Problems must be turned in each Friday before 5:00 PM in Professor Costain's outer office, Room 1050 Derring Hall, in the input box labeled Homework Problems Geology 4114 provided on the desk in the outer office. Do not put them in the mailbox on the fourth floor or anywhere else except in the input box in Room 1050. Do not turn them in when you come to class. They must be turned in on time, before 5:00 PM each Friday, and in Room 1050.
Graded homework problems will be returned to you as soon as possible, hopefully the following week. I will try to keep your current Semester grade up to date on a weekly basis; however, this is a class that requires time management on your part as well as mine. Late homework problems are not accepted for credit. Neither are claims that a homework problem was turned in but that you didn't get it back, so please pick up only your own homework, not your friend's as well! Thanks. Of course, you may turn in problems early; however, they will not be returned until a week after the due date.

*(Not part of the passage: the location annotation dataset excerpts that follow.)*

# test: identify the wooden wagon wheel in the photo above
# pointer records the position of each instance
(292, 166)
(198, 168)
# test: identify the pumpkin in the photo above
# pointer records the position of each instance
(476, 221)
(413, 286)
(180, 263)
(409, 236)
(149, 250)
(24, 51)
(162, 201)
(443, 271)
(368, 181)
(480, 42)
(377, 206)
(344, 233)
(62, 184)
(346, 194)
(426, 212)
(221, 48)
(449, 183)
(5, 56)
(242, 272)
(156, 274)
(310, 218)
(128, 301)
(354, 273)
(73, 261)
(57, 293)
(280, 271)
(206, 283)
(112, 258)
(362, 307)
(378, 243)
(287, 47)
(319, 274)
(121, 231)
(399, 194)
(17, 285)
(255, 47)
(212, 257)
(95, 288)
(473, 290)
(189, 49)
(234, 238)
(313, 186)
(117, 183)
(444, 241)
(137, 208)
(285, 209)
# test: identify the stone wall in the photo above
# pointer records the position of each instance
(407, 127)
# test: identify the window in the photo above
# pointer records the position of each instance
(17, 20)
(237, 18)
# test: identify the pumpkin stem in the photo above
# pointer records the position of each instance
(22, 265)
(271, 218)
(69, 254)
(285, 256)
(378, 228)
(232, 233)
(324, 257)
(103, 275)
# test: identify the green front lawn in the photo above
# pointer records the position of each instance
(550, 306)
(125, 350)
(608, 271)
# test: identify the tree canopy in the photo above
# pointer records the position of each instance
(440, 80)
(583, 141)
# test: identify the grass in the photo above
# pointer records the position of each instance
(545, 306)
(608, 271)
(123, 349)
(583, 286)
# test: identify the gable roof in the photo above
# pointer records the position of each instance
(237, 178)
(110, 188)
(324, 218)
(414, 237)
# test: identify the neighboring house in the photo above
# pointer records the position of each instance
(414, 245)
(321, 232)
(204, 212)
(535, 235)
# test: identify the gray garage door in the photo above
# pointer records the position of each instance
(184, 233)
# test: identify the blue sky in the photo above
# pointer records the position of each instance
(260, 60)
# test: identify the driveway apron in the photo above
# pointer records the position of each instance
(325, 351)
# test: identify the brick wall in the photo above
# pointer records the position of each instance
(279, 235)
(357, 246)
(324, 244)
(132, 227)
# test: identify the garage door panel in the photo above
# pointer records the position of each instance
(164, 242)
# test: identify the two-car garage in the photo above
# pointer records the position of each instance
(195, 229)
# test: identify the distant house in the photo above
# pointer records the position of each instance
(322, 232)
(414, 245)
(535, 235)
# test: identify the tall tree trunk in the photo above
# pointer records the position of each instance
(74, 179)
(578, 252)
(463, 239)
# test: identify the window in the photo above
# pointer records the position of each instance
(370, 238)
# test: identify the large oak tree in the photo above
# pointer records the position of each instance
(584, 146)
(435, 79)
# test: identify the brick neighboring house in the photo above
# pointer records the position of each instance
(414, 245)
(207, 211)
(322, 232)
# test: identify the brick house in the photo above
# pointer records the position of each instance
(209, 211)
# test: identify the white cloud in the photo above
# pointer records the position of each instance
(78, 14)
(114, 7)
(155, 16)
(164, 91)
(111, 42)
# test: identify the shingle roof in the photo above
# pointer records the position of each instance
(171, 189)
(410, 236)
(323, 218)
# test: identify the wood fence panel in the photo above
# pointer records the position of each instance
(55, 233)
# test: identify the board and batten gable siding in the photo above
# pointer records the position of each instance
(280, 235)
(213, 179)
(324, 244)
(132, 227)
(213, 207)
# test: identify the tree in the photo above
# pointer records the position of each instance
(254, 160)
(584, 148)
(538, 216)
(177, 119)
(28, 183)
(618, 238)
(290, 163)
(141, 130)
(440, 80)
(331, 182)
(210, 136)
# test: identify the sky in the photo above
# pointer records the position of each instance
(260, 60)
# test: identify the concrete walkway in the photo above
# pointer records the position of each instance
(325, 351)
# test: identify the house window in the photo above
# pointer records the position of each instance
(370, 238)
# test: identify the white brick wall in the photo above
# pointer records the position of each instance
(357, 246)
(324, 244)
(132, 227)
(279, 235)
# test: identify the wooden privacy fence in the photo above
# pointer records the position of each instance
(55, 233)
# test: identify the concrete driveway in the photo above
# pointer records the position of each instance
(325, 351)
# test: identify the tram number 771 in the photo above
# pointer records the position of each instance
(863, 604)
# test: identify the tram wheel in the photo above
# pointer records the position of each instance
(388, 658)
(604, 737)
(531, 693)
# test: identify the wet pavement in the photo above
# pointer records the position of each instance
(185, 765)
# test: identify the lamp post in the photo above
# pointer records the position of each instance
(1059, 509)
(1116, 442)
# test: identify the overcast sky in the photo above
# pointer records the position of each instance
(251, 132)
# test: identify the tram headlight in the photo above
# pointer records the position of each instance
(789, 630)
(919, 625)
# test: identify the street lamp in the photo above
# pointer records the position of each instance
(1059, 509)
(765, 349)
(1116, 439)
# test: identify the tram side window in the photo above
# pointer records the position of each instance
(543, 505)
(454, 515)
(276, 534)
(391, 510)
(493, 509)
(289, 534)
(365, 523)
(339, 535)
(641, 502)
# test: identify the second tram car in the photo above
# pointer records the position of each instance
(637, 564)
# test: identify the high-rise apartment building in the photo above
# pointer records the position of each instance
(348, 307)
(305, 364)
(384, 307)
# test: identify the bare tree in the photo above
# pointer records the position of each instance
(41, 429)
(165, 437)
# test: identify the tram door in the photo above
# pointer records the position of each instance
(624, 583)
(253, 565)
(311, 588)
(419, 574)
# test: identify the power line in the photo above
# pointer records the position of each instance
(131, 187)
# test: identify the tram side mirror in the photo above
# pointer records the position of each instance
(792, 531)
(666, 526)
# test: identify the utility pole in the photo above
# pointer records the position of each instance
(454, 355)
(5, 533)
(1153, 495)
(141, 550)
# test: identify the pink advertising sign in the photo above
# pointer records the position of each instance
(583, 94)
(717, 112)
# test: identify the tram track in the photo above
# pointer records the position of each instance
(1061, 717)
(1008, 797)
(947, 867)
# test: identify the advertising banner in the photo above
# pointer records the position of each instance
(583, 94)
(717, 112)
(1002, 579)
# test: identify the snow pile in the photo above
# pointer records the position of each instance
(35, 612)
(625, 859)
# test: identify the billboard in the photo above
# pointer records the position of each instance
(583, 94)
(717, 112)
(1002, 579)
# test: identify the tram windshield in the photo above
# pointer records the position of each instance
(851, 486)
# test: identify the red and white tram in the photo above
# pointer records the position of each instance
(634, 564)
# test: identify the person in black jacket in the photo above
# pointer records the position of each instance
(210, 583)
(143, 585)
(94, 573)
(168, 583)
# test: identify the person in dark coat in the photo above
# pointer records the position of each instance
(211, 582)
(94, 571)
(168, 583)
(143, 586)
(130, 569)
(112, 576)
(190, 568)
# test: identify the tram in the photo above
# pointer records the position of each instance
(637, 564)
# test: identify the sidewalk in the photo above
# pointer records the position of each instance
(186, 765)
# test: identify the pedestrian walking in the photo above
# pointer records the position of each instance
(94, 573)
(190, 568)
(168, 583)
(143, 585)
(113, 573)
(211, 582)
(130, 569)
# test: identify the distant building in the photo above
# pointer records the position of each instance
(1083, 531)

There are Pentium PCs in Room 1044 on the first floor (just down the hall from my office) in Derring Hall. This computer lab is open from 9:00 AM to 5:00 PM, Monday through Friday; and we are working on a schedule to keep it open from 5:00 to 7:00 P.M. There will be a schedule posted on the door. The lab will generally not be available on weekends. You cannot copy the programs and do them at home on your own PC. The programs are copyrighted; they are not academic (demo) versions but are full-blown commercially available versions of the software. Last Semester, the best time (least congestion) to do the problems was on a Monday or Tuesday. The worst time is on a Friday. Plan ahead!
<1> Kruseman and de Ritter, Analysis and Evaluation of Pumping Test Data, Second Edition, International Institute for Land Reclamation and Improvement, P.O. Box 45, 6700 AA Wageningen, The Netherlands, 1990.